Les épurations du parti de 1929 et 1933 avaient peu touché le personnel militaire. Dans les semaines qui suivent le procès et jusqu'à la mi-1938, de nombreux officiers et soldats, n'épargnant non plus les commissaires politiques, firent l'objet l'une épuration de masse par emprisonnement ou exécution.
Procès des 21
Ce procès, dit du Bloc des droitiers et des trotskystes antisoviétiques se déroule du 2 au 13 mars 1938. Les principaux accusés sont :
- Alexeï Rykov
- Nikolaï Boukharine
- Nikolaï Krestinsky
- Christian Rakovsky
- Guenrikh Iagoda
- Arkady Rosengoltz
- Vladimir Ivanov
- Mikhail Chernov
- Grigori Grinko
- Isaac Zelensky
- Akmal Ikramov
- Faizulla Khodjayev
- Vasili Sharangovich
- Prokopy Zubarev
- Pavel Bulanov
- Lev Levin
- Ignaty Kazakov
- Veyamin Maximov-Dikovsky
- Pyotr Kryuchkov
- Sergueï Bessonov
- D. Pletnev
Dans la même veine que les précédents procès, ils furent accusés de complot visant à assassiner Staline, conspiration pour détruire l'économie et la puissance militaire du pays, de travailler avec les services d'espionnage de l'Allemagne, de la France, du Japon ou encore du Royaume-Uni. Des accords secrets aurraient également été conclu avec l'Allemagne et le Japon.

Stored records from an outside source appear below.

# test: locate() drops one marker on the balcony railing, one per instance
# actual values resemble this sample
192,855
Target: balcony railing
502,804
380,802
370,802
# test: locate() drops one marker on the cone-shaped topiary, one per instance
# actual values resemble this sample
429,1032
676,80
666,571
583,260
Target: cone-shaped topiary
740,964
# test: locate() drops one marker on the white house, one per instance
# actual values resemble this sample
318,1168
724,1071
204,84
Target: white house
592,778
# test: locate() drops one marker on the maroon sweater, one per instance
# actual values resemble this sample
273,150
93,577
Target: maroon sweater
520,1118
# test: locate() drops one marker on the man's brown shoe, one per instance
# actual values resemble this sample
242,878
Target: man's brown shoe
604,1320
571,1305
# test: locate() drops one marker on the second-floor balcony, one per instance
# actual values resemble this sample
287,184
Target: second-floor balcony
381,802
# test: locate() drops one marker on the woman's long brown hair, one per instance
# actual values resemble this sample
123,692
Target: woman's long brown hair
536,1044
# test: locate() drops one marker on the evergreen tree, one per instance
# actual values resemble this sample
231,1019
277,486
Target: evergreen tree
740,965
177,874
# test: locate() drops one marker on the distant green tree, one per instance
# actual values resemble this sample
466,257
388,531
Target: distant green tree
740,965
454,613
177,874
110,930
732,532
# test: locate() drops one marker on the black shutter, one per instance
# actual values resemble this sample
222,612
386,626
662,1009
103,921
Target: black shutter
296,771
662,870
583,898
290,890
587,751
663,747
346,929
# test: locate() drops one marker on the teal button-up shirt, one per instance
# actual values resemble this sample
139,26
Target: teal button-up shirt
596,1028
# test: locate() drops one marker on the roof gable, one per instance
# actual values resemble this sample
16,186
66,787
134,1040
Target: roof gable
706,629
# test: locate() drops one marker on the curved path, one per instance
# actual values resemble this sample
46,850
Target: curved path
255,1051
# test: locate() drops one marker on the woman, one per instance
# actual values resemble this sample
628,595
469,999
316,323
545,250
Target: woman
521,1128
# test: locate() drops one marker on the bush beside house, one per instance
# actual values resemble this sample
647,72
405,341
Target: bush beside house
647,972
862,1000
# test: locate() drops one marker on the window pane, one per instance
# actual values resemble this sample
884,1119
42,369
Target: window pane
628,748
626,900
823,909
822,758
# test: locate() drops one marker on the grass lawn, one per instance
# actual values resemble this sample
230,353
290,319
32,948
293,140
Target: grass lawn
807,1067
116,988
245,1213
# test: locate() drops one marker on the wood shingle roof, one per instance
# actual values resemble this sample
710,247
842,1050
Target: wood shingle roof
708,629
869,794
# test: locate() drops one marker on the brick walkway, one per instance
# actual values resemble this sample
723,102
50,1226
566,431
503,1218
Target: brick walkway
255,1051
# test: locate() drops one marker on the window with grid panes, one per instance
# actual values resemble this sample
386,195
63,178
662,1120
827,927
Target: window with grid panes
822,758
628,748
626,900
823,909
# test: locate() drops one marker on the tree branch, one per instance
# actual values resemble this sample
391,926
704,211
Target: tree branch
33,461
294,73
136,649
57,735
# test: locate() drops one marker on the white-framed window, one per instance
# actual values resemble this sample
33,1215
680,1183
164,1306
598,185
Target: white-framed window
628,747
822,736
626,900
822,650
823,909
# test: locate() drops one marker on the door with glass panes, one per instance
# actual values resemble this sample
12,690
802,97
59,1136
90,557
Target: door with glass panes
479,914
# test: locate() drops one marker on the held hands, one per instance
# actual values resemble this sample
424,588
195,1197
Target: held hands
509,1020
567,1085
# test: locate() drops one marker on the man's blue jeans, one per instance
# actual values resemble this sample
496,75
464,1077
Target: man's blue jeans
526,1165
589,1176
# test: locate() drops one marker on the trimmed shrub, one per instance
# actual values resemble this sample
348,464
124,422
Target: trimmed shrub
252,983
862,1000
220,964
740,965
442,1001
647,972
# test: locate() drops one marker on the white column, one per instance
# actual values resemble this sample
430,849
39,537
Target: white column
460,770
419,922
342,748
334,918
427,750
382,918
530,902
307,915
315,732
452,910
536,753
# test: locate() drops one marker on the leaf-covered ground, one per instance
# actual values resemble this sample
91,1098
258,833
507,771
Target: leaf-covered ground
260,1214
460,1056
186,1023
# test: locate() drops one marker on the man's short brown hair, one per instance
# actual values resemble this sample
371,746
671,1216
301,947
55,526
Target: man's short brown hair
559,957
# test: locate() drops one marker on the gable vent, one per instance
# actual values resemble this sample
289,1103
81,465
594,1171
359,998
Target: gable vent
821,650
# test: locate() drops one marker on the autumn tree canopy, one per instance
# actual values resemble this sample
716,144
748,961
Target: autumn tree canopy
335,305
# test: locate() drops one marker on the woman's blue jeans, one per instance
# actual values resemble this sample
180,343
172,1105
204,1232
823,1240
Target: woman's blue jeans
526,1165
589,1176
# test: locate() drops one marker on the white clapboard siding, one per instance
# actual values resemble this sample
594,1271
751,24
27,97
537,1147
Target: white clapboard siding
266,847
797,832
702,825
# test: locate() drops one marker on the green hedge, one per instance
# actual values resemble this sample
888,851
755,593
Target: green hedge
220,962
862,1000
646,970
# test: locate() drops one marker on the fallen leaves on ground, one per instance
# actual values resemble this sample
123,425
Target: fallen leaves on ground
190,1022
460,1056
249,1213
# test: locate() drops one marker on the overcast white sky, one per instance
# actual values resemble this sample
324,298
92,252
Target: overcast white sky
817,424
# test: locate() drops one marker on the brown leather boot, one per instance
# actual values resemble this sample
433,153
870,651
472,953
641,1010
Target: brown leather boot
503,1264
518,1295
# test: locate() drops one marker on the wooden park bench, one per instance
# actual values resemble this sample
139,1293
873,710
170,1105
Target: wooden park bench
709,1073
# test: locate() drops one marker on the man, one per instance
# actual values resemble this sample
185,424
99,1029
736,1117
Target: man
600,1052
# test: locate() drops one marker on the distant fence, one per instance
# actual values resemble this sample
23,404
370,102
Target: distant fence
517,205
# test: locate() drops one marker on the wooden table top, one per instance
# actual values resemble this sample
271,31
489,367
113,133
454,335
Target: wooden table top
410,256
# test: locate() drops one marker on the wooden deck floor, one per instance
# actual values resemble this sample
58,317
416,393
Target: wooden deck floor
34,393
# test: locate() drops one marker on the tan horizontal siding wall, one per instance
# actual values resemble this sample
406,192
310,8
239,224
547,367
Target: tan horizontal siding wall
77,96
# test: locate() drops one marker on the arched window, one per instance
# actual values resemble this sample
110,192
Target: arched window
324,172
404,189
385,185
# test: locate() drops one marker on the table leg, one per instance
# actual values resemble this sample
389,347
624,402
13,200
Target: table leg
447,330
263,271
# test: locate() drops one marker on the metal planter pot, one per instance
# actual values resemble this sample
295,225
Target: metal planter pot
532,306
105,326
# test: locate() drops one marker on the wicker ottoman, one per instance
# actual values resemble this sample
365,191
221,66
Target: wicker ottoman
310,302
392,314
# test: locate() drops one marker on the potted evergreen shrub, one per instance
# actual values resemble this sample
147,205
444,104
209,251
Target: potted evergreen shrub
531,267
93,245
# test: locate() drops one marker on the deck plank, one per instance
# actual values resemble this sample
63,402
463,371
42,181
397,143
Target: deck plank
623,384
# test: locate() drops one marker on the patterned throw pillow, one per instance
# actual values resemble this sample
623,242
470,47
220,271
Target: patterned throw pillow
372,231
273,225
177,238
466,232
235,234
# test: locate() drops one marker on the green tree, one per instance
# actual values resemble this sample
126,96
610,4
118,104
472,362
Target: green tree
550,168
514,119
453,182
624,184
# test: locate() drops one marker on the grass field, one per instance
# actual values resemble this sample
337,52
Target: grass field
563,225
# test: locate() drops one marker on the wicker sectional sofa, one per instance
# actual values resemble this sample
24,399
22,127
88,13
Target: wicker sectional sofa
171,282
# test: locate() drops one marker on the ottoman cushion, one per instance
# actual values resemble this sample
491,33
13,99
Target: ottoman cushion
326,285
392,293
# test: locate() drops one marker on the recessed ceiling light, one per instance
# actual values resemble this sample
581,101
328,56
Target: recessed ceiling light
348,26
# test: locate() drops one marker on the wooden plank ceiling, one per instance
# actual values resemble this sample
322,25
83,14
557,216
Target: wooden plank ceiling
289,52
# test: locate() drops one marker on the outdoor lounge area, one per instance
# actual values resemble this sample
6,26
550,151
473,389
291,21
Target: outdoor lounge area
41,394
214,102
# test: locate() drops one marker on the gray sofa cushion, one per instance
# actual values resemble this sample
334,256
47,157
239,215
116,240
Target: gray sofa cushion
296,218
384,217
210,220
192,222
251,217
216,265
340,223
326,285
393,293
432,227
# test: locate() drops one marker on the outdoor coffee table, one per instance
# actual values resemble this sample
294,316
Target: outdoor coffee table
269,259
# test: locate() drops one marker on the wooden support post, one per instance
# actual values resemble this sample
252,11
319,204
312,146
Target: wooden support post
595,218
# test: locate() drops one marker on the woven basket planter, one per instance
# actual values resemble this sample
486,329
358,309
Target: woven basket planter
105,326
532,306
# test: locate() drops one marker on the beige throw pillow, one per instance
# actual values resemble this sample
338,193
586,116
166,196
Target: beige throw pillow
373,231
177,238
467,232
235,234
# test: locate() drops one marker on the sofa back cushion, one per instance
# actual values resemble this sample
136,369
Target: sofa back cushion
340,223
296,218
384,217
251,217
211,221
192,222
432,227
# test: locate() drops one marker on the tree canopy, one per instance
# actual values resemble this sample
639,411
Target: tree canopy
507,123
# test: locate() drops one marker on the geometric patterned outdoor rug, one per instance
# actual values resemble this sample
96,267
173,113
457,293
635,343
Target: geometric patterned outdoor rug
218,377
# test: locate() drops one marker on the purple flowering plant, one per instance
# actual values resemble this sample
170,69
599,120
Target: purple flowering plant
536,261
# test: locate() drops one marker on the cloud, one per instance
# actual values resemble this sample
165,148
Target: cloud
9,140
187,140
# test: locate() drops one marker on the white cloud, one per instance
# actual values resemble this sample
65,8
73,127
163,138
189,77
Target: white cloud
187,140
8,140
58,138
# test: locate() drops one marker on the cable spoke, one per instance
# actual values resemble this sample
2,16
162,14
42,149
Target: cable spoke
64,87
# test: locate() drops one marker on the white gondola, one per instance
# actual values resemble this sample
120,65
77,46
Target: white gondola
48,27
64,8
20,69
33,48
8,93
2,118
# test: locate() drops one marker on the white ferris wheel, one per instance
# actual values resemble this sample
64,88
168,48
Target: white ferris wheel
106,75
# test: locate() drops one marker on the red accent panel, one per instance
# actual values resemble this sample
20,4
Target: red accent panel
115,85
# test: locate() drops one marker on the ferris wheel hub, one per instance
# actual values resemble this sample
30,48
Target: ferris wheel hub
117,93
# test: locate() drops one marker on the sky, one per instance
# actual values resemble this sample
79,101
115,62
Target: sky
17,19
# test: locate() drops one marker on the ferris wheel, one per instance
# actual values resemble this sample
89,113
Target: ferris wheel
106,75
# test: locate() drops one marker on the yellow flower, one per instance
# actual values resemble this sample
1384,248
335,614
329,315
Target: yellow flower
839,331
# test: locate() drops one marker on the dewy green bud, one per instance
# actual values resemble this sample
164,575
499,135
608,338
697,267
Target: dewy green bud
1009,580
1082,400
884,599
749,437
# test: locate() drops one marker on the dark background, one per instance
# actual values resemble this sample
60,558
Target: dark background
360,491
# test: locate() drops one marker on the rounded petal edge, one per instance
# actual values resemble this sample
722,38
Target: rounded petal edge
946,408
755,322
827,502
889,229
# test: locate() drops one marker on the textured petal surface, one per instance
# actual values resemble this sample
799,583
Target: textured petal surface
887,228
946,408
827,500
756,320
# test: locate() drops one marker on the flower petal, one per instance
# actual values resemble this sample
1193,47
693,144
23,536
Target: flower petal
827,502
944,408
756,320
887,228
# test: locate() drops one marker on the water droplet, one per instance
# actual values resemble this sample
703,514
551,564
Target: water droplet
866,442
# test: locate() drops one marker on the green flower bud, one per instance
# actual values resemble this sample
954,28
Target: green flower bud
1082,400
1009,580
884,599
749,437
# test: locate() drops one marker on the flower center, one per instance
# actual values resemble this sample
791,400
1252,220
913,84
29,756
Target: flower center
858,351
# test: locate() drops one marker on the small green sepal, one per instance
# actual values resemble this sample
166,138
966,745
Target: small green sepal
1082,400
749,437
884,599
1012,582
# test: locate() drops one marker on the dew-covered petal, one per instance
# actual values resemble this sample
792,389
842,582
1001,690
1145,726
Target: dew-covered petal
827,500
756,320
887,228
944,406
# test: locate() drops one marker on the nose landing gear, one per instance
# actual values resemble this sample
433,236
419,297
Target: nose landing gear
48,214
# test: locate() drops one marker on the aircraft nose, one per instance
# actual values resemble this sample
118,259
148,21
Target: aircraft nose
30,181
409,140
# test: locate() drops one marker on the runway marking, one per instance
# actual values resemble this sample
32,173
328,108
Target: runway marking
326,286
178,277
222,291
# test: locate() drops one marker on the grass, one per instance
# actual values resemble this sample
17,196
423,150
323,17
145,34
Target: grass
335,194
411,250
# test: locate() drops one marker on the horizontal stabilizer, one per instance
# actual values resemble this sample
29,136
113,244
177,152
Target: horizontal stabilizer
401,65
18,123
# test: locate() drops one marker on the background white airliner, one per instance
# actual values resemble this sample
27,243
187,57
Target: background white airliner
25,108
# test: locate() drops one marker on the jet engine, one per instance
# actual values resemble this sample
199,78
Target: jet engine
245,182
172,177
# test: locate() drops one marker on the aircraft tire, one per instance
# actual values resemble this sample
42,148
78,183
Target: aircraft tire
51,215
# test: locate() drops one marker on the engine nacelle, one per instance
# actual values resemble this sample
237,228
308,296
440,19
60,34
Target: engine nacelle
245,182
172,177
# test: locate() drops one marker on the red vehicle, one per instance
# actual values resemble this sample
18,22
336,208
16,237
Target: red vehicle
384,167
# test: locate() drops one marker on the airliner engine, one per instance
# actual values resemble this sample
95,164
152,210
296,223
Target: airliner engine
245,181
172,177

Tous sont passés aux aveux, à l'exception de Krestinsky, mais qui le jour suivant avoua tous les chefs d'accusations. À l'exception de Pletnev (25 ans), Rakovsky (20 ans) et Bessono (15 ans), tous les accusés sont condamnés à mort.
"Le verdict de la Cour fut accueilli, titra la Pravda du 13 mars, par de nombreuses manifestations de joie populaire." Nicolas Werth, Les procès de Moscou, Éditions Complexe p. 42
L'exécution de Genrikh Iagoda, qui fut à la tête du NKVD durant les premiers moments de la Grande Purge, n'a pas vraiment marqué la fin de cette période de terreur. Elle diminua notablement avec l'éclatement de la « Grande Guerre Patriotique » contre l'Allemagne nazie, mais c'est véritablement avec la mort de Staline, en 1953, que les choses commencèrent à changer.
Résultats des procès
Au final, tous les membres du Politburo du temps de Lénine ont été jugés, à l'exception de Staline, Mikhaïl Kalinine et Viatcheslav Molotov.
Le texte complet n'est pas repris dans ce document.